Wednesday, November 23, 2011

Happy Thanksgiving!

   It is such a pleasure to enjoy the cooking of young people! Happy Thanksgiving to everyone. (click to enlarge photos)


Nothing is more honorable than a grateful heart.  Seneca

All that we behold is full of blessings.   William Wordsworth


We can always find something to be thankful for, and there may be reasons why we ought to be thankful for even those dispensations which appear dark and frowning.  Albert Barnes

Happiness doesn't come as a result of getting something we don't have, but rather of recognizing and appreciating what we do have.  Frederick Keonig

What we do for ourselves dies with us. What we do for others and the world remains and is immortal.  Albert Pike

Tuesday, November 15, 2011

Hearty Beating: a journal quilt

Click to see naughty errant heart waves.
   
      I belong to an international 12 x 12 quilt group, The Material Mavens. Every two months we have a new theme chosen by one of the members. It was my turn and I chose "surprise," having no idea what to do. Not one idea came to me. I do love surprises. One should have them at every gathering, dinner party or meetings up...even in blogs and journal quilts. Today was REVEAL day when all show their quilts on the theme.

     Life intervened to save the day, somewhat. I had some wild times with my heart and some good news as well, each happening, positive and negative, a complete surprise to me. I won't bore you with details, but the loud colors, the brash conflicts and softness in the quilt show the two extremes. Previously, in times of Afib thinking, I had quilted and beaded tiny rectangular heart quilts; and this assignment gave me an opportunity to display them. Across the center of the 12 x 12, I sewed some fusible thread in an EKG chart similar to an irregular reading and placed foil over the stitching to iron the iridescent waves.

     The 12 x 12 quilt content is purposefully irregular and needs some balance and resolution but the topic has none. so that is appropriate for my "Surprise" journal quilt. The backing comes over the sides of the front to make the binding or edge.

Sunday, November 13, 2011

Birthday Reflections in Fiber: a Journal Quilt

     Birthdays keep happening. I wanted to make a journal quilt as an extra for a friend's celebration (perhaps for people to sign the back or to hold greetings in an envelope attached to the back). I Googled "quilt birthday cakes" Images and blogs, and found many quilts and quilted cakes. One complicated piece at Threads of Conversation tempted me. I tried to paper piece it without a pattern. I made the top backwards and sewed the pedestal on upside down twice and gave up. My proportions were so bad I had to add a frame.
      I decided to free-motion machine quilt with a multi-colored Superior thread and 90/14 needle and to bring the backing of cherries around to the front to form the edge or binding.It would help to slow down to plan!
Click to enlarge
       I stitched  some quotations* I had found for fabric fortune cookies should I decide to take those as a non-caloric addition to the party. So why were these quilting failures so much fun? Practice does not make perfect!.  Why would one want to quilt when people's eyes glaze over when you talk about it or your work is not perfect? Clueless here.
      Often I make quilts for people and then want to keep them. Aren't they fortunate! I may add "For LinLin1 on one side of the lower pedestal and "love LinLin2" on the other side. The whacky construction mirrors the whackiness of additional years. By the way, I have a real present for her.

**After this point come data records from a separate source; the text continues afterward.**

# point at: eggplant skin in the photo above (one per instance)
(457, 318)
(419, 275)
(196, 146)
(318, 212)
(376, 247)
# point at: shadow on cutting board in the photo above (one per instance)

*The older the fiddler, the sweeter the tune.(English proverb)
   Age, like distance lends a double charm. (Oliver Wendell Holmes)
    Youth is a gift of nature, but age is a work of art. (Garson Kanin)

Tuesday, November 8, 2011

Weaving Thanksgiving: a journal quilt

     For November, our 12" x 12" journal quilt group entertained the theme "Thanksgiving." To the last meeting we each brought small pieces of fabric to be distributed to everyone. These fabric pieces were to be incorporated into our block.
     Nothing came to me except the notion of baskets of blessings for which I am grateful. Celeste at our last meeting showed how she had taken strips of fabric and woven them into a quilt and I thought that was the only thing to do.


      I cut the strips using my new shape cutter that I picked up at the Quilters' Gathering in Nashua NH where I took Hannah who was evacuated from her home in NJ because of the latest storm. She LOVED the quilt show. Note the weaving behind Hannah!

      I wove the strips as one would make a lattice on a pie. I did this directly on the batting, took it to the machine to sew with no pins or spray glue and, surprisingly, it held together.Maybe not on the edges, so I cut them off neatly and took the border fabric and placed it on the back, big enough in size to wrap to the front to overlap strips of batting to be zigzagged to the the woven area. While weaving I thought of all the different personalities, some rough edges of grateful Thanksgiving gatherings with multiple personalities and the mixing of families. It is a cheerful journal quilt that I thought would never happen
      Click to enlarge the photos.
click on that turkey
I just added, a week later, the silhouette, in beads, of a turkey roasted.